PHOTOS: RACHEL LANGE | The time: 7:30 on a Monday night. The place: a private residence in Chevy Chase. Not the usual circumstances for a rock concert, but that’s the point—Ken Stringfellow’s solo tour is prioritizing “non-venue spaces,” including many private concerts and “secret shows” like this one. The fine line between public and private is a fitting leitmotif for Ken’s return to Touched, originally released by Manifesto Records on the inauspicious date of September 11, 2001. His second solo album since the breakup of the Posies, Touched is appropriately personal, and a fitting soundtrack for the deep disillusionment of 2019.
The concert is surprisingly lighthearted, despite the melancholy musical fare. Hosted by ELO alumnus Parthenon Huxley and his wife Helle, the event has the delightfully laid-back vibe of a grown-up house party—there’s beer and wine chilling on the back porch, while a fleet of folding chairs give guests who have already taken their seats plenty to look at it, whether it’s the record collection on the bookshelf or the eclectic collage of pop and high art on the walls.
At the front of the room is Ken’s improvised stage rig, which features “a real piano” (as promised by the tour webpage) against the tastefully space-age backdrop of a dark window to the backyard which reflects both the mood lighting in the living room and the neon violet glow of the WiFi router. Ken cracks a joke about this unexpected special effect between tunes—a moment which epitomizes the appeal of a private concert. There might not be much room to move, but there’s plenty of room to breathe, and Ken uses that freedom to great effect.
In addition to an impressive musical CV which includes not only The Posies but more recently R.E.M. and Big Star, Stringfellow has a sense of humor and he isn’t afraid to use it. Nothing is off-limits, either, and throughout the set he riffs on everything from Millennial entitlement to an audience member’s ill-timed sneeze. (Okay, I confess: it was me.) His performance turns out to be two parts music, one part standup routine, and sometimes both at once.

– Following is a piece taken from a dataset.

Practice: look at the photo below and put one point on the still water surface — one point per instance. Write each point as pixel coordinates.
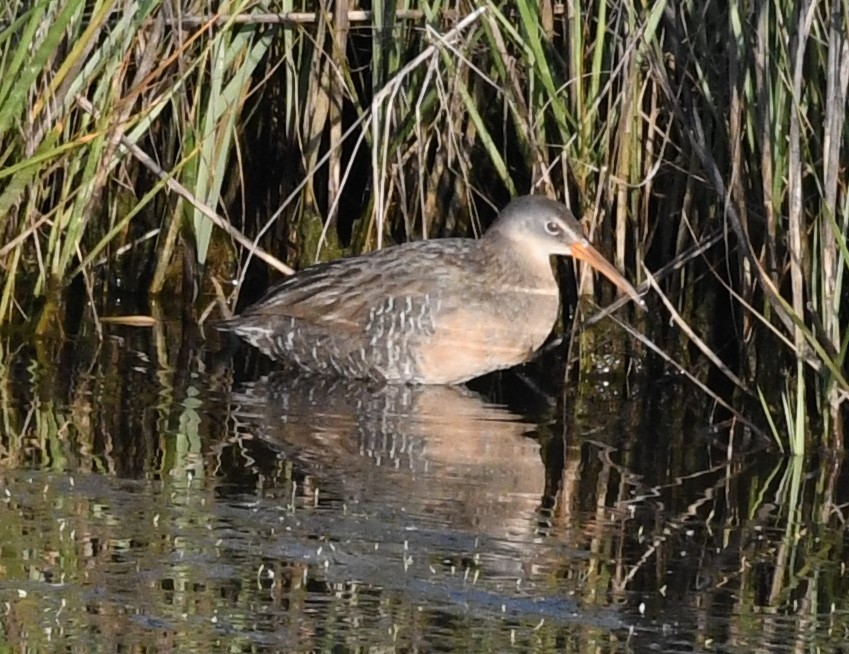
(158, 497)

Because the guestlist is short enough that the main attraction can see who’s not here yet (“They’re a big group and they tend to travel in packs,” he remarks) the shows gets off the ground not with Touched but with requests from the audience and a new composition Ken describes as “one from the mental health files.” Nobody’s heard the song before but nobody minds, already absorbed by Ken’s uncompromising vocals and the artfully mixed metaphors which give his lyrics their distinctive bittersweet flavor.
When he does start on the Touched tracklist, it’s both fresh and fraught with nostalgia. Since the record’s original release everybody’s been through a lot, including Ken Stringfellow himself. He doesn’t delve into his personal life in too much detail, preferring to allude to “petty philosophical disputes” with former bandmates in politely imprecise terms, but the trials and tribulations of the last two decades emerge in the music.
Ken’s voice is rougher around the edges now than it is in Mitch Easter’s studio production, but that’s not a change for the worse—there’s real, raw feeling in these songs, maybe even more now than there was in 2001. “I can still go there,” he says of the emotion that inspired the music, but some of these tracks have undoubtedly taken on new meanings in the last eighteen years. “Sparrow,” for instance, “is about what connects us,” he says. Originally written in response to the divisive effects of religious prejudice, it might be more relevant now than ever before. “We’re divided enough already,” he says.
But he’s hardly preaching; Ken dons and doffs different personas as he changes instruments, deadly serious one moment and playfully aping Monty Python sketches the next. His musical moods are similarly varied, sometimes in the course of the same song; “Uniforms” stands out, the cheeky wordplay of each verse taking a turn towards the mournful with the chorus before erupting in a frenzied finale and the most ferocious la-la-las you ever did hear.
“I was pretty fuckin’ cynical when I wrote this record,” he admits, but that didn’t keep him from writing “The Lover’s Hymn,” a song about how “love is possible and necessary and worth fighting for, et cetera et cetera.” It’s a surprisingly optimistic note to finish on (along with the defiantly hopeful “Here’s to the Future”)—but the show isn’t quite over, of course.
Ken’s gracious host, affectionately known as “Hux,” joins him for an encore composed of seminal Big Star songs including “Thirteen” and “September Gurls.” It’s both a satisfying finale and a graceful segue into the rest of the evening. Though plenty of the guests take their leave after a few photos, hugs, and handshakes, some linger and before long everyone is gathered around the kitchen table, sipping wine and swapping war stories of life on the road and the music business writ large.
Like the gig itself, the impromptu afterparty is laid back and relaxed, but still there’s a feeling of having been invited to sit with the cool kids at lunch; Ken and Hux have tales to tell starring John Paul Jones and Catherine Deneuve and everybody in between. Nothing gets too crazy, but when the last guests eventually leave, they go in the glow of a good time had by all, certain that they’ve been part of something pretty special, or even—pun intended—Touched.